A phase III randomised trial investigating the benefits of the addition of oncothermia to chemo-radiation for cervical cancer in HIV-positive and -negative women in South Africa

Abstract

Introduction: Outcomes for locally advanced cervical cancer (LACC) patients in low-tomiddle-income countries (LMICs), where HIV infection is prevalent and resources are limited, are poor. Hyperthermia is an effective radiosensitiser, but cost and complexity have prevented its use in LMICs. Modulated electro-hyperthermia (mEHT) challenges the dosing concepts of hyperthermia and is potentially an affordable alternative to conventional hyperthermia.

Methodology: In this Phase III controlled trial, participants with FIGO stages IIB to IIIB LACC were randomised (stratum: HIV status, accounting for age and disease stage) to receive chemoradiotherapy with/without mEHT (twice a week, 55 minutes, 130W). HIVpositive participants with a CD4 count >200cells/µL / on antiretroviral therapy for >6 months were included.
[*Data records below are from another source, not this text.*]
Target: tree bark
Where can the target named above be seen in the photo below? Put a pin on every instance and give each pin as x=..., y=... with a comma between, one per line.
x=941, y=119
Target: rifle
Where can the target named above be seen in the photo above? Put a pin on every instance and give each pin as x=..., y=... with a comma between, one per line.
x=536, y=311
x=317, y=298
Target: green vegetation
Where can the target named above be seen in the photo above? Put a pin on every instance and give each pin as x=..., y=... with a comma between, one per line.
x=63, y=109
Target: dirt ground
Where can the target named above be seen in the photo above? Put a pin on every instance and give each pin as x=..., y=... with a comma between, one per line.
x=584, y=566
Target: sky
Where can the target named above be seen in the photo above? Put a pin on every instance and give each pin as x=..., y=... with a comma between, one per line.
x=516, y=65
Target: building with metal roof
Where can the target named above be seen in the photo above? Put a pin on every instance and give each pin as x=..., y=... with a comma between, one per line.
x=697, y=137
Pre- and six months post-treatment 18F-FDG PET/CT scans were administered. Local disease control (LDC), six month local disease-free survival (LDFS) and disease pattern were assessed. Early toxicity was analysed (CTCAE V4.0 criteria) and quality of life questionnaires were administered. All participants signed an informed consent. The trial was approved by the Human Research Ethics Committee (M120477/M190295) and registered on ClincialTrials.gov (ID: NCT03332069).
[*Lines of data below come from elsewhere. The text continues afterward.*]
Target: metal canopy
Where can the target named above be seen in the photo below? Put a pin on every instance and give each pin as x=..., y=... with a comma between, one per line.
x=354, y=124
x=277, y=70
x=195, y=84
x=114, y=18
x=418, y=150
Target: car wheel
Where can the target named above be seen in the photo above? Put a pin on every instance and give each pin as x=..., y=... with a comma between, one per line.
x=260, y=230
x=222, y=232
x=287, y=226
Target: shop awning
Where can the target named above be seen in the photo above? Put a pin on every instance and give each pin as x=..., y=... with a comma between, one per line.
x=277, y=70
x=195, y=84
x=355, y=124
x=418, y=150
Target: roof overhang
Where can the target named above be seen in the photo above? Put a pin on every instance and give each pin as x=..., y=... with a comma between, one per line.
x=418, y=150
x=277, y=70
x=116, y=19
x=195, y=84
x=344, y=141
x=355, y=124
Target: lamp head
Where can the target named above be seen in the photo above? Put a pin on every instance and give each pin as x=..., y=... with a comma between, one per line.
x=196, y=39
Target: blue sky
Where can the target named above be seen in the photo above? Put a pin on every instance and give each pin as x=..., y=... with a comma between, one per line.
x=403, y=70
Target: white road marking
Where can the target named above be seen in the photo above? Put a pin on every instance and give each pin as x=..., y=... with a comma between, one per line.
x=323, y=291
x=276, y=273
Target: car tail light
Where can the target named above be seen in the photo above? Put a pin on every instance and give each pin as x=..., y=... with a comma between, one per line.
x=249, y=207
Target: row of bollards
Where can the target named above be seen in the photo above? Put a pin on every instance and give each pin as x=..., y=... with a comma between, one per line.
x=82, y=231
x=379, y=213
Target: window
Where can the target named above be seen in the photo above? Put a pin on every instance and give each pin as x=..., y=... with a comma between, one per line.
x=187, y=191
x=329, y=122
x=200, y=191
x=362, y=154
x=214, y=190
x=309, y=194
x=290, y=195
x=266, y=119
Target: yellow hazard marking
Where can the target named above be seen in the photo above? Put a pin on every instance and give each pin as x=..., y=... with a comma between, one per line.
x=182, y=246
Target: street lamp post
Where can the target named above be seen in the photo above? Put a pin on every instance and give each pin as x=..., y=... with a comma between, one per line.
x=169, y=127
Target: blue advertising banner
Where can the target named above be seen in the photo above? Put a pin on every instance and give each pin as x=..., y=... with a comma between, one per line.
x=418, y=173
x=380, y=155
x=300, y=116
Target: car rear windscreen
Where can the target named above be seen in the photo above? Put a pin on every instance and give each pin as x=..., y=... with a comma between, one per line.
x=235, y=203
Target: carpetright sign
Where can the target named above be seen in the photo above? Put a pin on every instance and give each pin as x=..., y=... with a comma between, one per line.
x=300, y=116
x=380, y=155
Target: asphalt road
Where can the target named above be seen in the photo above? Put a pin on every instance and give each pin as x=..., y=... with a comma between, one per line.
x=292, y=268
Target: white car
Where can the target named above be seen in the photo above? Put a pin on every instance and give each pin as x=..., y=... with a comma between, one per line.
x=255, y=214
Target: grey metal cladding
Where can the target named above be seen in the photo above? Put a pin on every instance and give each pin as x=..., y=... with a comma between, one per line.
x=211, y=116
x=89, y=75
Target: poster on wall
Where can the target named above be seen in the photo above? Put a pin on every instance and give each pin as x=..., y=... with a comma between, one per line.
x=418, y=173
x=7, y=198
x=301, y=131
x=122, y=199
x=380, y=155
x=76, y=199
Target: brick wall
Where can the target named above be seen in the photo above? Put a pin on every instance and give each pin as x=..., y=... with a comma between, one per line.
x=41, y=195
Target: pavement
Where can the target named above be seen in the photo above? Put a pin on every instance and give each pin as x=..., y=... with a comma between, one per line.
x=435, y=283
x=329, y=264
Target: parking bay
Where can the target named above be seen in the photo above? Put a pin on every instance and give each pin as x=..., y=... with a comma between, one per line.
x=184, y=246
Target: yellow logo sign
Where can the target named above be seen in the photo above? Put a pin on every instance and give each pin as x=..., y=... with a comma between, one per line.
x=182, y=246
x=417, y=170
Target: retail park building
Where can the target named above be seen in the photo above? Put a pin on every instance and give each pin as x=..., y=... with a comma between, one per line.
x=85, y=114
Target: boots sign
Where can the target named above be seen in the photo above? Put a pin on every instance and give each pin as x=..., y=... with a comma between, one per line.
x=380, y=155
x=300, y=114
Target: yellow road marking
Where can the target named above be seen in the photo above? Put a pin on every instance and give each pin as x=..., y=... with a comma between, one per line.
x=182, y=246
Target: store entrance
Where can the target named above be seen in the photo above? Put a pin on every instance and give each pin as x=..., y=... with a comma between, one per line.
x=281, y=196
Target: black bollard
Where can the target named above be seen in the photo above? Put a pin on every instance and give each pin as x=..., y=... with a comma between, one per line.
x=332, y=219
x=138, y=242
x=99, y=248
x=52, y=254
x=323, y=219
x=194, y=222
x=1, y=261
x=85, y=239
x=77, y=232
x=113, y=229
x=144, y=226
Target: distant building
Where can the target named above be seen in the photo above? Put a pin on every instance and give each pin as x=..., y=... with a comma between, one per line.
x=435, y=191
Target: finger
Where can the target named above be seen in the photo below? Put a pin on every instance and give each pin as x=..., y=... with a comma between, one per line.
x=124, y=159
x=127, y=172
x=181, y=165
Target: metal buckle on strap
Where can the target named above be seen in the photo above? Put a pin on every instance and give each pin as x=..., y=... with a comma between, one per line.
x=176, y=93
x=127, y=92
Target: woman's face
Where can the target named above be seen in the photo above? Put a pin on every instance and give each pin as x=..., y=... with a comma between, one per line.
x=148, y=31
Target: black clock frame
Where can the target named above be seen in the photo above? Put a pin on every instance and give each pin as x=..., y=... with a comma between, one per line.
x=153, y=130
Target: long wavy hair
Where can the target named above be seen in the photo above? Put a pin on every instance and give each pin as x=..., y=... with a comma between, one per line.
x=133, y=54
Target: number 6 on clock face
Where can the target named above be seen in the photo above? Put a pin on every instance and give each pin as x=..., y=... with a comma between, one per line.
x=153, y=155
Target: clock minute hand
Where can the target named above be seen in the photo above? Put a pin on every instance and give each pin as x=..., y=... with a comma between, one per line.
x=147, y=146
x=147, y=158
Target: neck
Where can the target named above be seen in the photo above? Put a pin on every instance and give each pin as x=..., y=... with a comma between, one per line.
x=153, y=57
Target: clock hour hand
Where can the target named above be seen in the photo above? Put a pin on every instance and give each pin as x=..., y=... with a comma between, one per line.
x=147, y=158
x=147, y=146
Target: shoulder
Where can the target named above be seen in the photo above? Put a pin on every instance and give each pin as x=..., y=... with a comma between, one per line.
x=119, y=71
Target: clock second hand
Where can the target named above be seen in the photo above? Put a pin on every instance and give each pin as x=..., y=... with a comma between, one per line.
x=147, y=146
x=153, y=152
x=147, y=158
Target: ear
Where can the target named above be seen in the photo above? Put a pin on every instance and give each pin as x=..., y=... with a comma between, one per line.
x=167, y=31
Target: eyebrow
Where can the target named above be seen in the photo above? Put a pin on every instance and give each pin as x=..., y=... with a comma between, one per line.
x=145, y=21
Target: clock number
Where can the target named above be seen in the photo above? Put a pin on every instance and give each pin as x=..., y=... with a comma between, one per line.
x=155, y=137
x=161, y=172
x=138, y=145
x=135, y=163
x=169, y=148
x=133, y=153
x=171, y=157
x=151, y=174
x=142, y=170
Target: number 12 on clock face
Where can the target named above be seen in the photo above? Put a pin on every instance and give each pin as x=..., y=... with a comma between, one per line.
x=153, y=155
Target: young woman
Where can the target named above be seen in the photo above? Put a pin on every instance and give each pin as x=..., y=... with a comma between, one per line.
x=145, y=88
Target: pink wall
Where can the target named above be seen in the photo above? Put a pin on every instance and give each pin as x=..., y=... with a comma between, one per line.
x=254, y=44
Results: During the recruitment period (January 2014 to November 2017), 271 women were screened and 210 were randomised for trial. On pre-treatment 18F-FDG PET/CT studies, no significant difference in nodal presentation between HIV-positive and – negative participants was noted and 54 participants in each treatment group presented with extra-pelvic nodal disease. There was no significant difference in treatment toxicity, regardless of HIV status, between groups. In the participants eligible for analysis at six months (mEHT: n=101; Control: n=101), six month LDFS was significantly higher in the mEHT Group (n=39[38.6%] versus n=20[19.8%]; p=0.003), as was LDC (n=40[45.5%] versus n=20[24.1%]; p=0.003). In participants with extra-pelvic disease, complete metabolic resolution of all disease was seen in 13[24.1%] mEHT and 3[5.6%] Control Group participants (Chi2, Fisher’s exact: p=0.013) with no difference seen based on HIV status.

Conclusion: mEHT is a safe, effective and affordable adjunct to chemoradiotherapy for HIV-positive and –negative LACC patients in resource-constrained settings, resulting in improved local control rates and a possible potentiation of the abscopal effect. Long term follow-up is planned to determine the effect on survival rates.